# Wheel Moving Analysis with Pandas and Seaborn


In this set of exercises we will analyse trial-level time series data using Pandas Dataframes and the seaborn plotting library. 

In the experiment, a mouse sits at a steering wheel and is able to freely turn the wheel (or not as they sometimes do). During a trial, the animal has a given amount of time in which to turn the wheel and the turning speed is recorded. Here, we will visualise and analyse this data.

We will cover
* Dataframe indexes and manipulation
* Making lineplots
* Data analysis with metrics
* Reporting quantitative results with print statements

In [None]:
import xarray as xr
import pandas as pd
import numpy as np
import seaborn as sns
import matplotlib.pyplot as plt
from matplotlib.colors import LogNorm

## Making Analysis Easy: Extracting Data from XArray Datasets into Pandas DataFrames

We load the data from the experiment into an xarray Dataset. However this is not the only Python type than can hold the data. You will find different types better for working with different kinds of data. A real-world example is that a bottle is perfect for carrying water, but not ideal for carrying apples! The same is true for data, with different Python types having different properties and ways of working with them.  

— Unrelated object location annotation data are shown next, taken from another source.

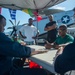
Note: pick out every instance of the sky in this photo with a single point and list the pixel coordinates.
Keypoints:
(23, 17)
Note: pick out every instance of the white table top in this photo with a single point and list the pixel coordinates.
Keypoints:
(45, 59)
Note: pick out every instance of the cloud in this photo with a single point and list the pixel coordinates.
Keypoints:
(58, 7)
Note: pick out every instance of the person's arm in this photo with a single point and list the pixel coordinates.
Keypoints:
(22, 35)
(36, 33)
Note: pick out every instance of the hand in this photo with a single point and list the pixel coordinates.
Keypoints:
(34, 37)
(60, 50)
(23, 43)
(24, 37)
(48, 46)
(38, 52)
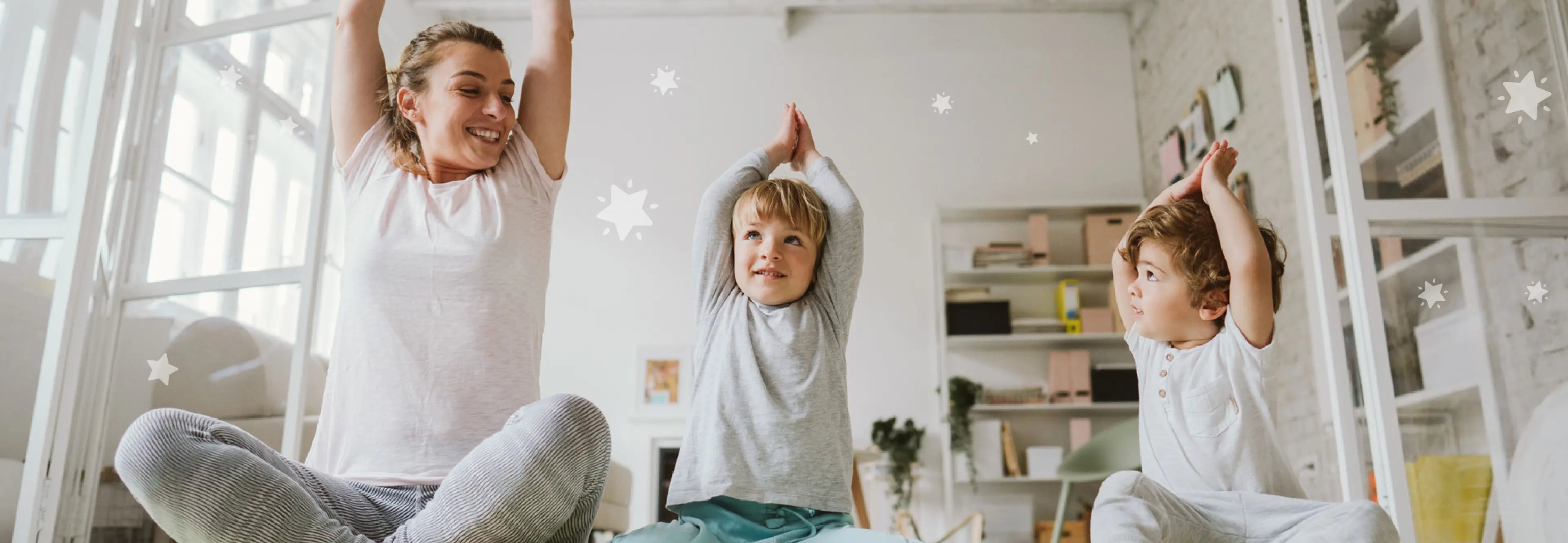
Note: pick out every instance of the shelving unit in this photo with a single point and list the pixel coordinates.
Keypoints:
(1032, 292)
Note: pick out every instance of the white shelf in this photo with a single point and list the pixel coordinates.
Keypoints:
(1448, 398)
(1098, 407)
(1409, 263)
(1032, 274)
(1025, 341)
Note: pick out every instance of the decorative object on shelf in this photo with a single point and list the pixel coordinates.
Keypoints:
(968, 294)
(1067, 307)
(1114, 383)
(962, 396)
(1243, 187)
(1010, 465)
(1381, 59)
(987, 450)
(960, 258)
(1013, 396)
(1225, 100)
(901, 448)
(1174, 156)
(664, 381)
(1002, 255)
(1450, 495)
(1198, 128)
(1101, 234)
(1079, 432)
(1040, 239)
(1071, 531)
(979, 318)
(1043, 462)
(1097, 321)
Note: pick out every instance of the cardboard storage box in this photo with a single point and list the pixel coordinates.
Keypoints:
(1101, 234)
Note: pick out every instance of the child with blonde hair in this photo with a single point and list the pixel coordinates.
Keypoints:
(1198, 283)
(767, 452)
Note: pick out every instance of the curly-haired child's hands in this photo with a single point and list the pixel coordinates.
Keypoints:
(806, 147)
(783, 147)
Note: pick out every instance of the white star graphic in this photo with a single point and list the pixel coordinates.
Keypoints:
(1431, 294)
(1537, 292)
(160, 369)
(626, 211)
(1525, 96)
(229, 78)
(666, 80)
(943, 102)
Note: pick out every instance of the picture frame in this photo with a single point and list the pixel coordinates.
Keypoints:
(662, 382)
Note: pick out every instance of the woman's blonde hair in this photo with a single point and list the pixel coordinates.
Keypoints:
(789, 200)
(413, 73)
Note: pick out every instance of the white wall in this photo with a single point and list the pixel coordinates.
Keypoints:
(866, 82)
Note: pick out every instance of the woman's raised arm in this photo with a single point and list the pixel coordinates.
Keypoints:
(360, 74)
(546, 102)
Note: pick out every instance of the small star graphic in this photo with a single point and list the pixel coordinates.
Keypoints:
(1537, 292)
(160, 369)
(1525, 96)
(229, 78)
(943, 102)
(1431, 294)
(666, 80)
(626, 211)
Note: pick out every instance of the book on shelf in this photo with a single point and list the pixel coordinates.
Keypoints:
(1010, 465)
(1013, 396)
(968, 294)
(1039, 325)
(1040, 239)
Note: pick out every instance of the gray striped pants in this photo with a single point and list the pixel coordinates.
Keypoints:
(205, 481)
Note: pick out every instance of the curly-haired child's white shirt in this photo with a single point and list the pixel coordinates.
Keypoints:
(1203, 418)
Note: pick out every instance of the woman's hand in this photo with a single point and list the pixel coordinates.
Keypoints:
(805, 147)
(783, 147)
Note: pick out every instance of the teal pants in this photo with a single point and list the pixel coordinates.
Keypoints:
(728, 520)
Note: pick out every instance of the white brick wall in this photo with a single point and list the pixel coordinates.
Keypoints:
(1183, 46)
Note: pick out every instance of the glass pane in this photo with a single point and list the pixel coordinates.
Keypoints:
(27, 289)
(1504, 113)
(201, 13)
(239, 159)
(37, 167)
(229, 352)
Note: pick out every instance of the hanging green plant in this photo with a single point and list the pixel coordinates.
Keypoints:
(962, 396)
(901, 448)
(1376, 35)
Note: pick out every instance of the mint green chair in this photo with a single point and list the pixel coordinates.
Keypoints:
(1109, 451)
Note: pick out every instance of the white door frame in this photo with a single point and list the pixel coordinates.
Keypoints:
(98, 275)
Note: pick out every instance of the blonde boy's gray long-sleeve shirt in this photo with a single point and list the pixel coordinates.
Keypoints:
(771, 418)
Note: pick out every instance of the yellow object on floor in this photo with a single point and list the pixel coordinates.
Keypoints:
(1450, 496)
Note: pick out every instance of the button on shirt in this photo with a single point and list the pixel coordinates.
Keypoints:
(1203, 423)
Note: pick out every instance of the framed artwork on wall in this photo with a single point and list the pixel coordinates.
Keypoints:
(662, 382)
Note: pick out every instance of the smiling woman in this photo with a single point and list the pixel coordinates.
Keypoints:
(432, 426)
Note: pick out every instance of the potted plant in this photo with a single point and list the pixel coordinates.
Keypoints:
(901, 448)
(962, 396)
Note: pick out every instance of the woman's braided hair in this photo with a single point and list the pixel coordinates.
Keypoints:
(413, 74)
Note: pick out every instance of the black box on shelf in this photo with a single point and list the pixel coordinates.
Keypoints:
(979, 318)
(1114, 385)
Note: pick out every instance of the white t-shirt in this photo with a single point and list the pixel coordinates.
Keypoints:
(1203, 421)
(441, 313)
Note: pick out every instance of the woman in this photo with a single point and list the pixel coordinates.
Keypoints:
(449, 206)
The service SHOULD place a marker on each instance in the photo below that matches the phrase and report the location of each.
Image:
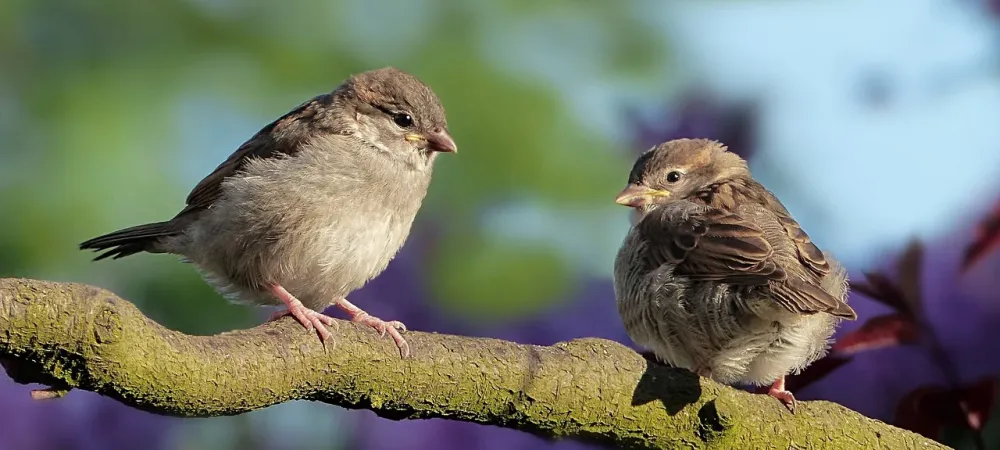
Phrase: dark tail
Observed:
(132, 240)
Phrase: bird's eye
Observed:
(403, 120)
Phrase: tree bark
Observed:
(74, 336)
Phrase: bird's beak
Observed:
(438, 140)
(635, 196)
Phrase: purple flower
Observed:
(962, 311)
(80, 421)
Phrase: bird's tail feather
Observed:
(129, 241)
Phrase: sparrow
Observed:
(312, 206)
(715, 275)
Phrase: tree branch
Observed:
(73, 336)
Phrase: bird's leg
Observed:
(310, 319)
(392, 328)
(778, 391)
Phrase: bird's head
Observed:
(397, 114)
(676, 170)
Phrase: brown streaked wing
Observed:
(808, 253)
(711, 245)
(262, 145)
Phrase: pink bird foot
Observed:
(785, 397)
(392, 328)
(309, 319)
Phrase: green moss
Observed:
(72, 336)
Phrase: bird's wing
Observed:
(808, 253)
(713, 244)
(708, 243)
(269, 142)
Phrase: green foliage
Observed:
(99, 138)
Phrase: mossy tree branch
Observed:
(73, 336)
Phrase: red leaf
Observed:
(880, 288)
(904, 295)
(909, 266)
(987, 239)
(815, 372)
(928, 408)
(878, 332)
(912, 412)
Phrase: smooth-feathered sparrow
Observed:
(717, 277)
(314, 205)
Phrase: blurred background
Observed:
(875, 122)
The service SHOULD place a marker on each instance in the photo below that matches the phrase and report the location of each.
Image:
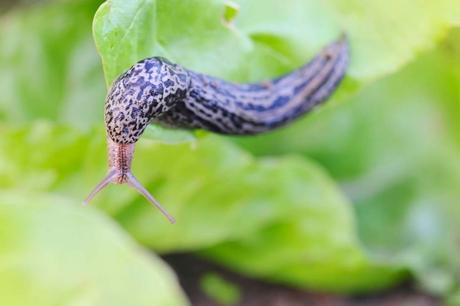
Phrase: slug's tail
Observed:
(244, 109)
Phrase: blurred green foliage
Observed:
(275, 206)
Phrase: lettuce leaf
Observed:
(53, 252)
(218, 194)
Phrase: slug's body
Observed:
(155, 90)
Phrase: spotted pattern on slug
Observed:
(149, 88)
(155, 90)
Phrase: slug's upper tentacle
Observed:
(229, 108)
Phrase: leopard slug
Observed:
(155, 90)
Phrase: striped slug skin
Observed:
(155, 90)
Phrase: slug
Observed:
(155, 90)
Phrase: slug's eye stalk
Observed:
(120, 157)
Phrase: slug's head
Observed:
(147, 90)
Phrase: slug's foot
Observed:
(116, 177)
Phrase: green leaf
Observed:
(193, 34)
(48, 65)
(219, 289)
(394, 149)
(54, 252)
(219, 195)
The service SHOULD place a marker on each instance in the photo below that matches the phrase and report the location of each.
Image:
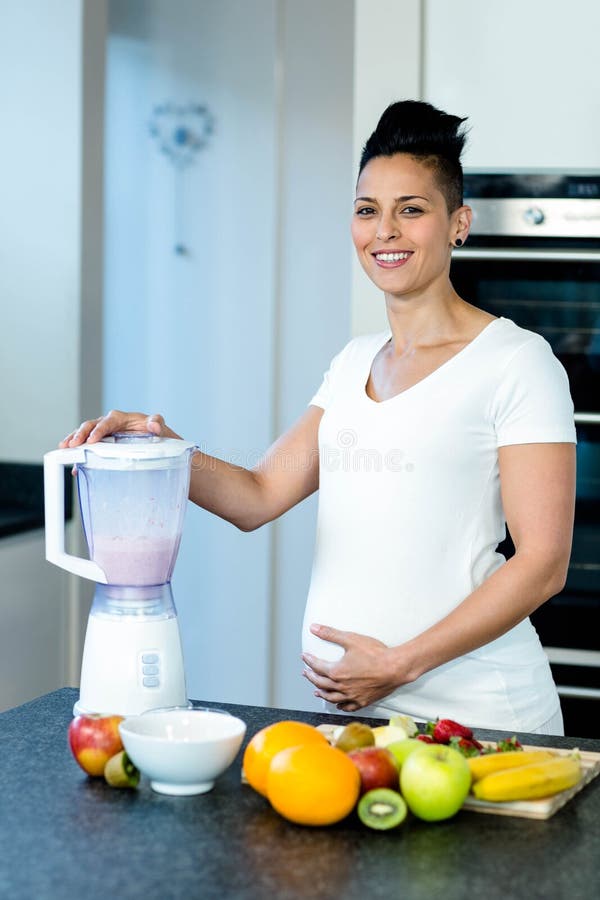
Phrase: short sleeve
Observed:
(533, 403)
(323, 396)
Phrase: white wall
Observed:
(192, 336)
(526, 75)
(51, 90)
(46, 218)
(314, 279)
(34, 602)
(230, 342)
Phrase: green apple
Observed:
(401, 750)
(435, 782)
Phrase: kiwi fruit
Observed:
(382, 808)
(354, 736)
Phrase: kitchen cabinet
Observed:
(64, 835)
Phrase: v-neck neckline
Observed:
(428, 377)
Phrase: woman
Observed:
(423, 441)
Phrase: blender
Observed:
(133, 491)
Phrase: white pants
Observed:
(553, 725)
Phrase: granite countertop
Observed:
(22, 497)
(65, 835)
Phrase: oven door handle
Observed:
(534, 253)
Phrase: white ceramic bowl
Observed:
(182, 751)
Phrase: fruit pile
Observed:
(317, 776)
(96, 744)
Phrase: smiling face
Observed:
(401, 227)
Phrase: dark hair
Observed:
(426, 133)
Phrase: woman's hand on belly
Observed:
(367, 671)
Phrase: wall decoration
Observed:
(180, 131)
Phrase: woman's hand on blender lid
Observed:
(95, 429)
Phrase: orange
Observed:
(313, 784)
(269, 741)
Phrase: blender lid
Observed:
(138, 446)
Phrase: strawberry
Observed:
(504, 746)
(465, 746)
(444, 729)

This section is focussed on moving data from one type to another. 

We will convert an xarray Dataset into a pandas DataFrame. Pandas DataFrames are powerful data structures that allow for smooth analysis of complex datasets. You can think of them like tables with rows and columns, but they can do much more than tables. Every DataFrame has an index which is used to access rows of the DataFrame. We will explore different indexing methods and see how to change between several types.


**Libraries Used:**

- **xarray:** 
  - `xr.load_dataset()`: Loads a dataset from a specified file path using the xarray library. It facilitates data manipulation and analysis of multi-dimensional arrays.
  - `to_dataframe()`: Converts the loaded xarray dataset into a Pandas DataFrame for easier data manipulation and analysis.
 
- **Pandas:**
    - `df.reset_index()`: reset the index of a dataframe
    - `df.set_index(new_index)`: set the index of a dataframe to `new_index`
    - `df.unstack()`: changes one set of index labels into column labels
    - `df.stack()`: stacks column labels into index labels


**Example exercise**
This is an example of how to convert an xarray Dataset to a pandas DataFrame, reset and change the indices and convert the dataframe to a wide format.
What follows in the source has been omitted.